There is also a certain rhythm of relaxed breathing linked to the 1 hertz vibration frequency, precisely: inhalation - 1 sec, pause on inhalation (for gas exchange) - 1 sec, exhalation - 1 sec, pause for recovery after exhalation - 1 sec.
It is logical that the action of external mechanical oscillations on the human body with a frequency close to one vibration per second (1 hertz) has a high degree of synchrony with internal oscillations of muscle tissue. Therefore, the use of these oscillations for therapeutic purposes is justified.
In this way, the study of physiological oscillatory processes occurring in human muscle tissues is linked to a wide range of issues addressed at the current stage of manual therapy and medicine as a whole. Considering that anti-gravity muscles undergo constant static tension, which can lead to the development of numerous static-dynamic dysfunctions, the use of dynamic stretching on them, opposing the direction of gravity force, contributes to the most complete recovery of mobility, muscle tone, and overall motor activity.
We can consider the most physiological rhythm of dynamic oscillatory stretching to be close to the rhythm of energy metabolism (exchange) inside the muscle cell, which is approximately 1 per second.
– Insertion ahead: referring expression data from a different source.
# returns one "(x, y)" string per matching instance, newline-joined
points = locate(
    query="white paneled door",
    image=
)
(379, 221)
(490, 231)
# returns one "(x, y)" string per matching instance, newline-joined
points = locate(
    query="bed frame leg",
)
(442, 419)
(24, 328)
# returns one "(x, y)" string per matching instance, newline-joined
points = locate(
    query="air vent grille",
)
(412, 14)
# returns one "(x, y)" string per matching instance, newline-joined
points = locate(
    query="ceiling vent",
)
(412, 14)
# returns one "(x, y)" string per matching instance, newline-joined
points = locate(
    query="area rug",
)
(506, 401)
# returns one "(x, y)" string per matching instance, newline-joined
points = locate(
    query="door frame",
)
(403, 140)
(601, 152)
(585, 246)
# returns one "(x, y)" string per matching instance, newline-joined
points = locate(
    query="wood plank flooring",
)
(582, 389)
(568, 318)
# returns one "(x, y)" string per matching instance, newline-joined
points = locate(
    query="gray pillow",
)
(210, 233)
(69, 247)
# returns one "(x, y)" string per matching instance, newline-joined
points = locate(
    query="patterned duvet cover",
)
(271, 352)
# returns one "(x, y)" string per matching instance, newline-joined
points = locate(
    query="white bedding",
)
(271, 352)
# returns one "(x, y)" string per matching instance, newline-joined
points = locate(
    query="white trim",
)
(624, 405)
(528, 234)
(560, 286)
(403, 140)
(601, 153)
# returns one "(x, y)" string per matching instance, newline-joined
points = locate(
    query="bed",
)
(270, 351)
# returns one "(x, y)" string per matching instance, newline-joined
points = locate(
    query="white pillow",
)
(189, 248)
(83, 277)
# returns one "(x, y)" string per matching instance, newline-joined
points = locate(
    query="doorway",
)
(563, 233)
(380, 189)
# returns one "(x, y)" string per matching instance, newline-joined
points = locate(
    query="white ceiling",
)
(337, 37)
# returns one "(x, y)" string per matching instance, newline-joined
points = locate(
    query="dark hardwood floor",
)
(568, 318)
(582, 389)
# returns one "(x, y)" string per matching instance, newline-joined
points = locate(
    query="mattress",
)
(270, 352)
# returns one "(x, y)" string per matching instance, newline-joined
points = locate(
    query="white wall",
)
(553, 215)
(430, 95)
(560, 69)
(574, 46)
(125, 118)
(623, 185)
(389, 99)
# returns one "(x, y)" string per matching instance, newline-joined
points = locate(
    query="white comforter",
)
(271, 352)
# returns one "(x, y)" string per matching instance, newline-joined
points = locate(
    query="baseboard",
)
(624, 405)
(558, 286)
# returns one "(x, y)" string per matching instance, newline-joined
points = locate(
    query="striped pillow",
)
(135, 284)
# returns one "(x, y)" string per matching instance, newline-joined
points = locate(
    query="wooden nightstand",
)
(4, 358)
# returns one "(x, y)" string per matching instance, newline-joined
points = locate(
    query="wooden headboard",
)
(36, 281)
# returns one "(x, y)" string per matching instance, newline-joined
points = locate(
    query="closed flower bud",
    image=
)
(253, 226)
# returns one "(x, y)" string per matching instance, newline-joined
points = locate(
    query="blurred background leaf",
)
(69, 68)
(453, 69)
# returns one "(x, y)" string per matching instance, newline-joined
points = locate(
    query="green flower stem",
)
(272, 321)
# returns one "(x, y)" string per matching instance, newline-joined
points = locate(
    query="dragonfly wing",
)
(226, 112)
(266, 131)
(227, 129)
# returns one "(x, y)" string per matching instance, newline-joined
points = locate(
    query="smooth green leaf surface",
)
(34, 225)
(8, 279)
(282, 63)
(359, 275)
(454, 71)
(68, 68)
The use of oscillations with a frequency of 0.5 to 1 hertz contributes to the physiological relaxation of muscles, the restoration of their energy balance, and also acts not only on the anatomical structures of the spine but also stimulates microcirculation processes inside it. Furthermore, we observe synchronization of the main dynamic rhythms of the body: muscle contraction-stretching, walking rhythm, breathing, craniosacral rhythm, different organ rhythms, and so on.
Unlike static stretching, during dynamic stretching, there is a change in the traction vector, allowing for variable intensity on various muscle groups. The intensity of the effort can vary from a few hundred grams to several tens of kilograms. Due to the simultaneous action of oscillation and traction, the paravertebral muscles and "deep back muscles (short and long)" experience alternating tension and relaxation. This not only enhances the effect of the therapy pursued but also contributes to the active prevention of dorsopathies (back diseases). Dynamic stretching of the spine can be performed by a specialist (manually) or using specific equipment. The most effective way to achieve this is to use programmable equipment with the ability to adjust different stretching programs based on the individual characteristics of each patient (gender, age, weight, height, and others) that change in terms of amplitude, frequency, and traction force.